Soon after, another scandal broke out in the town of Kansk, also in the Krasnoyarsk region. The owner of a local beer shop displayed a banner near his business depicting popular characters from Leonid Gaidai’s film Prisoner of the Caucasus: Coward, Bobby, and Experienced, played by Georgi Vitsin, Yuri Nikulin, and Yevgeny Morgunov. On the banner, a famous photograph from the photo series “Victory Banner over the Reichstag” served as the backdrop for a well-known movie scene in which the three aforementioned characters drink beer. Such a sacrilegious mixture of the sacred and the vulgar could not go unnoticed. The banner was taken down, but luckily, the shop owner was left alone.

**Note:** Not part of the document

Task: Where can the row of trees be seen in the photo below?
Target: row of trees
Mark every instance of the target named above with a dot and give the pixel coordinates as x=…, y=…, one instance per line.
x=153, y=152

In Izhevsk, State Technical University students painted their naked bodies with war images as part of a body-art competition. There were pictures of eternal flame, flying planes, and submarines—all adorned with Russian flags and St. George’s Ribbons. The participants merely wanted to contribute to the Victory Day celebrations, but alas, they were misunderstood and the event was perceived as an “orgy” and a “provocation.” Thus far, no information about the fate of the students has been released.

In the context of the abovementioned encroachments on the historic event, an incident in the town of Ivanteyevka of the Moscow region looks like a childish prank. A street banner bearing a St. George’s Ribbon and the inscription “They fought for the Motherland!” depicted the crew of a German Junkers Ju 88 bomber. The head of the town administration showed signs of distress, apologized profusely, and promised to punish those responsible.

The Russian Federal Space Agency’s (Roscosmoz) failure to properly launch the cargo spacecraft Progress doesn’t look that impressive either. Bound for the International Space Station, the unmanned ship was carrying a copy of the Banner of Victory, among other things. But it failed to deliver its cargo when it missed its target by about thirty kilometers. There have been no consequences as of yet, save rumors about the possible dismissal of Deputy Prime Minister Dmitri Rogozin.

It’s surprising watchful patriots didn’t make a bigger deal out of this incident. Cargo ships, space, course deviation, mistakes, lack of discipline, saboteurs, spies, enemies of the people—there is enough material there for yet another wave of patriotic hysteria. After all, even toys can serve as a basis for a criminal case!

Which is to say, it was recently discovered that the Central Children’s Store on Moscow’s Lubyanka Square, having just reopened after years of renovations, was selling plastic toy soldiers clothed in SS uniforms. After all, “Soviet” toy soldiers do need someone to fight against! The Prosecutor’s Office considered the plastic Nazi soldiers to be an insult to war veterans. All sets containing the offending toy soldiers were removed from the shelves. A criminal case was launched against the store in accordance with the article of the Criminal Code of the Russian Federation on “extremism.”

The madness that engulfed a considerable segment of the country’s population in the run-up to the 70th anniversary of the defeat of Nazi Germany is quite understandable. Authorities at all levels seek to use the military victory as the basis for a national idea, while Russian citizens, being ideologically inexperienced, are merely trying to imitate the authorities—some sincerely, and others as a joke.

The authorities would do well to remember that in Soviet times, numerous jokes about Vasili Ivanovich Chapayev appeared when Soviet television began showing the film Chapayev on a monthly basis. Or that the country was rolling with laughter at jokes about Lenin while the Soviet government was preparing for the celebration of the 100th anniversary of his birth.

They should remember this and stop. They should not turn the victory achieved seventy years ago into a cheap show performed high on patriotic fumes, but should instead find and bury the remains of those killed in that war—remains still scattered throughout the woods and fields—and remember in mournful silence all those who perished.

But they will not stop. They feel no genuine grief, and so the show will go on.